Приглашение - Деверо Джуд. Страница 32
А кроме того, кто бы подумал, что солидный, надежный, честный гражданин Вильям Монтгомери будет в постели демоном-искусителем? За все годы, что она знала Вильяма, она не заметила в нем творческой жилки. Напротив, казалось, он был миниатюрной копией свода — «Как надо». Даже в детстве, рисуя, он никогда не вылезал за линии.
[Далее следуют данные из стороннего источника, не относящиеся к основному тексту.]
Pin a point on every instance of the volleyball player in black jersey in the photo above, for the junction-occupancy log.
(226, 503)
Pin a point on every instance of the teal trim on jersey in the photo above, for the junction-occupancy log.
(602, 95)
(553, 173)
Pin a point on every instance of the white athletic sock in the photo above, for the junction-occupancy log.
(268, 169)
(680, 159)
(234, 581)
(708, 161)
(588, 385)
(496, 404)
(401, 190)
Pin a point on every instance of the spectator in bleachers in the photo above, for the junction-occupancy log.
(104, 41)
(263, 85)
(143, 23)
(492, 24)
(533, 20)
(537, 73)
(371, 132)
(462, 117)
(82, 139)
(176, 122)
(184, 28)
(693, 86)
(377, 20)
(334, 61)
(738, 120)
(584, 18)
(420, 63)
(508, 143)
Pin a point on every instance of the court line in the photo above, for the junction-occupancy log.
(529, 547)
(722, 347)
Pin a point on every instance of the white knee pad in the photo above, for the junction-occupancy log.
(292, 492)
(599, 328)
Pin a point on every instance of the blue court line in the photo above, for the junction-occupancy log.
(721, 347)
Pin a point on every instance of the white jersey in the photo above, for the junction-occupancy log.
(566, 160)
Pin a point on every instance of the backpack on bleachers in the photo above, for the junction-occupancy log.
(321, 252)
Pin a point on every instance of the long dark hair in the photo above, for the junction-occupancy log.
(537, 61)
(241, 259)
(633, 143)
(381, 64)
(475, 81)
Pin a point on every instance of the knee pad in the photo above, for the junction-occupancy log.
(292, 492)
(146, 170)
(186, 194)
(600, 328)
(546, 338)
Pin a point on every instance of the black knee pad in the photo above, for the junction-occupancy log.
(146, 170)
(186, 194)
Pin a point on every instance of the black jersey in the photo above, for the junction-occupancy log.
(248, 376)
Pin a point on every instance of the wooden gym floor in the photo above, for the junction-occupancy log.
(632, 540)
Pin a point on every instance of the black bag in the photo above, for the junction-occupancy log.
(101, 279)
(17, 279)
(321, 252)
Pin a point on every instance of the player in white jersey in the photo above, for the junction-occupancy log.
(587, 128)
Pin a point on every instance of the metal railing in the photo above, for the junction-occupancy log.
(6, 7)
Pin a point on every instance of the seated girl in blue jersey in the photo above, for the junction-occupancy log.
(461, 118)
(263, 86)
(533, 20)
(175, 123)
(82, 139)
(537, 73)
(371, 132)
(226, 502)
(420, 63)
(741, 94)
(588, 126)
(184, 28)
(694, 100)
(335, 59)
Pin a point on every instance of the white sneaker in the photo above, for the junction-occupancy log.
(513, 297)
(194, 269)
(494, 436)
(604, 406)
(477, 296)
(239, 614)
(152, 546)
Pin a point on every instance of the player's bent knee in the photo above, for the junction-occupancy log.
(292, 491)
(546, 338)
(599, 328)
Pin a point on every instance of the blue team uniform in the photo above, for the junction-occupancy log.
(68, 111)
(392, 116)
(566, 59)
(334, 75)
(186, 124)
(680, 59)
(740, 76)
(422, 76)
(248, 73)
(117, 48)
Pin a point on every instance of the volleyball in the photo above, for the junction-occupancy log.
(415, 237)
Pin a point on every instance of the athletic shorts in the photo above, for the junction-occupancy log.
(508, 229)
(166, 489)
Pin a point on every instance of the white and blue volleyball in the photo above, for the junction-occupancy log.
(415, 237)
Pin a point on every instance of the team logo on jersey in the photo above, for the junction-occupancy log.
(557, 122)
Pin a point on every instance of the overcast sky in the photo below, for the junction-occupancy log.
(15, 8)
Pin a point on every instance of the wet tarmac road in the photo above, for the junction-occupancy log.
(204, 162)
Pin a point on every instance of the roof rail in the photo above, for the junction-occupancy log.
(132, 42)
В течение одной недели не делали ничего, абсолютно ничего. Они оправдывали себя тем, что им нужно подождать, пока заживет рука у Джеки, прежде чем они возьмутся за полеты, работу над моторами или рассмотрят финансовый аспект начавшегося бизнеса. Истина же была (а в этой истине они даже перед собой не признавались) в том, что их так интересовали тела друг друга, что ни о чем другом они и думать не могли.
Джеки убеждала себя не сравнивать Вильяма с Чарли, но все равно сравнивала. Чарли был очень сексуальным. Казалось, он о сексе думал все время и ему нравились намеки на темы пола. И все — парящие аэропланы, кресла, да что угодно, напоминало ему о сексе. Он о нем размышлял, смеясь по этому поводу или желая это обсудить.
Вильям в этом отличался полностью. Глядя через стол на тщательно одетого Вильяма за завтраком, Джеки не могла поверить, что это был тот же человек, который час назад забавлялся с ней в постели. Не было никого более преисполненного достоинства, чем одетый Вильям. Он был так хладнокровен, так отстранен, так официален, что во рту у него не должно бы таять масло. Всю свою молодость Вильям был стариком, у него были установившиеся привычки старого человека. Ей приходилось видеть, как люди старше возрастом просили у него совета, и когда у нее были трудности, она сразу обращалась к Вильяму. Естественно было бы предположить, что Вильям в постели достаточно стыдливый. Поэтому она была просто ошеломлена, обнаружив, насколько он был страстным.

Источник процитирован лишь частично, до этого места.